Der «Wildcard-Abend» des Swiss Chamber Music Festivals ist stets der Volksmusik gewidmet. Auch am Mittwoch hielt er, was er versprach: Das Appenzeller Quintett Geschwister Küng überzeugte das zahlreiche Publikum mit seiner eigenen Interpretation von Folklore aus ...
Der «Wildcard-Abend» des Swiss Chamber Music Festivals ist stets der Volksmusik gewidmet. Auch am Mittwoch hielt er, was er versprach: Das Appenzeller Quintett Geschwister Küng überzeugte das zahlreiche Publikum mit seiner eigenen Interpretation von Folklore aus seiner Heimat.
RETO KOLLER
Ein farbenprächtiges Bild bot sich am Mittwochabend in der reformierten Kirche Adelboden den Liebhabern von Appenzeller Volksmusik. Das Quintett Geschwister Küng trug die traditionellen Innerrhoder Trachten. Der Hackbrettspieler Roland Küng und der Cellist Matthieu Gutbub erschienen in der braun-rot-weiss gehaltenen «Männertracht», die beiden Violinistinnen Clarigna Küng und Philomena Schumacher sowie die kurzzeitig eingesprungene Bassistin Heike Schäfer trugen die althergebrachte Werktagstracht der Innerrhödlerinnen.

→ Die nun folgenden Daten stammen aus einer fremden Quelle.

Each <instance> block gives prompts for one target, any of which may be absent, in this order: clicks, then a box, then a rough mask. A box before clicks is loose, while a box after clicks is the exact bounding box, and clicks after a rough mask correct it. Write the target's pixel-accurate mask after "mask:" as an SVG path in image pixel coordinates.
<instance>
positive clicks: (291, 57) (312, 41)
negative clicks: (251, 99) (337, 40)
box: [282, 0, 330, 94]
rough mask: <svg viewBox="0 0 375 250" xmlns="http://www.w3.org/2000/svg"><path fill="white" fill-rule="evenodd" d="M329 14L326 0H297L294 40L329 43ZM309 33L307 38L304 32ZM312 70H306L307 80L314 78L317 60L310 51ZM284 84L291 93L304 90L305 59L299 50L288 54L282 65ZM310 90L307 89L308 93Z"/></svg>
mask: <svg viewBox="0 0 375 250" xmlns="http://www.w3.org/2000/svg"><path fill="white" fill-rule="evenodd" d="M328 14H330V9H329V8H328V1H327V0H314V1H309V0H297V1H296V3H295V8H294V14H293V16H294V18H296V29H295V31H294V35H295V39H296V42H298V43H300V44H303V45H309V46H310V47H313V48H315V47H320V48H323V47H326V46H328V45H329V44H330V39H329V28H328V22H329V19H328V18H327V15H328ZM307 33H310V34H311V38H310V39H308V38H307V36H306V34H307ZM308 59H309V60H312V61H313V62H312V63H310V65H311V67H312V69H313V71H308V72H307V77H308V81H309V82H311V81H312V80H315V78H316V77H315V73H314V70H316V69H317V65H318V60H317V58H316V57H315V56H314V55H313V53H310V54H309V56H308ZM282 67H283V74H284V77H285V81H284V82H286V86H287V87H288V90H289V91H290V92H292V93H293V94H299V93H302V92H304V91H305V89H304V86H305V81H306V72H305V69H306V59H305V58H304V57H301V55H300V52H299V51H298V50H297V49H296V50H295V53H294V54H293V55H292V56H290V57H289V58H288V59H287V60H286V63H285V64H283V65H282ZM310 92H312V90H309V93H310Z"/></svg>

So vielseitig die Kleiderfarben waren, so variantenreich war das Spiel des in traditioneller Besetzung aufgetretenen Ensembles. Dass die InterpretInnen allesamt ausgebildete MusikerInnen mit Master-Abschluss sind, war nicht zu überhören – egal, ob sie tänzerisch-lüpfige Volksmusik oder eigenwillige Interpretationen von Barockweisen zum Besten gaben. «Wir wollen die Folklore etwas entstauben, auf andere Weise neu interpretieren und mit zusätzlichen musikalischen Stilrichtungen und Einflüssen bereichern», erklärte Arrangeur und Komponist Roland Küng in breitem Appenzeller Dialekt. Darin sind die fünf jungen KünstlerInnen wahre Meister.
Von Barock bis «Babeli»
Die Appenzeller Volksmusik ist einzigartig, sie trägt Einflüsse der Kirchenmusik ebenso in sich wie Anlehnungen an die Weisen der Fahrenden aus dem Balkan. Melancholisches Moll wechselt sich ab mit tänzerisch-lebensfrohem Dur. «Der Kanton Appenzell Innerrhoden war immer sehr katholisch, und Fahrende haben mit ihren Molltönen und den sich beschleunigenden Rhythmen unsere Musik mitgeprägt», erklärte Roland Küng beim Apéro nach dem Konzert. Doch genug von musikalischen Theorien: Das Quintett riss mit seiner Spielfreude, der hohen musikalischen Qualität und dem vielseitigen Repertoire das Publikum mit sich. Traditionelle Weisen wie das bekannte Stück «Babeli», bei dem die BesucherInnen den Refrain mitsummten, wechselten sich mit Eigenkompositionen oder arrangieren Werken von Appenzeller Komponisten ab. Dem Schottisch «Passhöchi» stand ein Werk des Barockkomponisten Johann Pachelbel Pate. In der folgenden Polka «Bürgenstock» machte die Formation einen Ausflug in die Innerschweiz. War es eine Sinnestäuschung, als der Schreibende einen Wimpernschlag lang den Auftakt zum weltberühmten «Sirtaki» aus dem Filmklassiker «Zorba Le Grec» zu vernehmen glaubte? Nein. Roland Küng bestätigte die Wahrnehmung nach dem Konzert. Solche überraschenden Einsprengsel und musikalische Erweiterungen sind typisch für das professionelle Ensemble, das aber trotz aller Entdeckerfreude den Boden der Tradition nie ganz verlässt. Erst nach einer zweiten Zugabe entliess das begeisterte Publikum die fünf OstschweizerInnen, bevor man sich zum After-Concert-Apéro ins Restaurant Adler begab, wo das Quintett noch einmal aufspielte.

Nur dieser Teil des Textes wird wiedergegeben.